Prior to passage of FCLCA, optometrists could make it more difficult for their patients to purchase from a third party. These concerns were far from hypothetical – there were many well documented cases of bad actors implicitly or directly blocking the free choice of consumers.
To be clear, there should be no restrictions on professionals selling contact lens, nor should there be any restriction on consumers safely purchasing from a third party.
Since the rule has been enacted, patients have had more options on where to fill their prescriptions. FCLCA fixed existing flaws in law by allowing consumers the right to “passive verification” over contact lens prescriptions, a change that meant patients would have access to a written prescription, so they could shop where they wanted.
The newly proposed changes to the contact lens rule protect the successes from FCLCA introducing new provisions that will strengthen federal law.
The rule calls for additional record keeping in the form of a “receipt of contact lens prescription” that enshrines the right of consumers to freely purchase from either their optometrist or a third party provider.
Consumers will also have increased flexibility to have their prescriptions verified through phone, fax, or online, a change that makes sense given the ease of communication today.

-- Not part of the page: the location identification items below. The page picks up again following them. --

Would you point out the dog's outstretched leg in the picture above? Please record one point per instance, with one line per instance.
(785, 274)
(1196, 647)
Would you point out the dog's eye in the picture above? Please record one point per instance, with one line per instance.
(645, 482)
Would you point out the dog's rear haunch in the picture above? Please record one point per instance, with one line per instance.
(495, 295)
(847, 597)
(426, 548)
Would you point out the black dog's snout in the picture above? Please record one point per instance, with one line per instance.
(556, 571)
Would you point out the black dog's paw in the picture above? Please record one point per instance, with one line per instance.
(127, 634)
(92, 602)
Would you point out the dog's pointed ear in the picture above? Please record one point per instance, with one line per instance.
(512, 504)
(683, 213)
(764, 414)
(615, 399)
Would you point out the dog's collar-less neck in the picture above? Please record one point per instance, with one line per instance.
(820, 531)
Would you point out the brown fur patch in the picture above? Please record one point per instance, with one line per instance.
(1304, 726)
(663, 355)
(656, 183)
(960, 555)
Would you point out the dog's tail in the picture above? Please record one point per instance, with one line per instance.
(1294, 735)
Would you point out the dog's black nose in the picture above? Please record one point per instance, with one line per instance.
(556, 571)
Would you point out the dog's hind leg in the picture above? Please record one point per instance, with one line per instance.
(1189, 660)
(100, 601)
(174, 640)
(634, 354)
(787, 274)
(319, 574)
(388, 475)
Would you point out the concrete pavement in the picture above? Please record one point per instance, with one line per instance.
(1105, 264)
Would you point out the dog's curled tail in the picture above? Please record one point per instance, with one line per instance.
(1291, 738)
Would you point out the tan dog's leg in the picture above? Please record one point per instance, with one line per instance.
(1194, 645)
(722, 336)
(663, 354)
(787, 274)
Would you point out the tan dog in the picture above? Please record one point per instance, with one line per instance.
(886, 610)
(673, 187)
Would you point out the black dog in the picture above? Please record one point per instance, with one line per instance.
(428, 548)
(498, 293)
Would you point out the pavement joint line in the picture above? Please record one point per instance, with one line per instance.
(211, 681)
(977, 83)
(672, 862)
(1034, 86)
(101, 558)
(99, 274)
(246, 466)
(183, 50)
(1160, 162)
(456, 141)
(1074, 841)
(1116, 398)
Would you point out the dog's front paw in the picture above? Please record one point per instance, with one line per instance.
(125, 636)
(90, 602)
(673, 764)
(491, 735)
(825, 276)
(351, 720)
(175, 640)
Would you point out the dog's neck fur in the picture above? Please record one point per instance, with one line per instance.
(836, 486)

Importantly, changes to the rule do not include some of the proposed changes that would restrict the free market.
Critics of existing law have long argued that it is unsafe for patients to fill their prescriptions through a third party. These opponents have proposed regulations to the FCLCA such as allowing optometrists to block any third party from filling a prescription based on their own discretion and prohibiting automated verification that makes it easier and faster for patients to receive their prescriptions.
After a year-long examination the FTC has rightly debunked all safety issues that have been raised and decided that there is no basis for implementing these unnecessary regulations.
The new proposal will add to the success of existing law, promoting the well-being of patients and the free market. I urge the FTC to move forward with this rule and continue to reject any proposals that weaken contact lens consumer protections.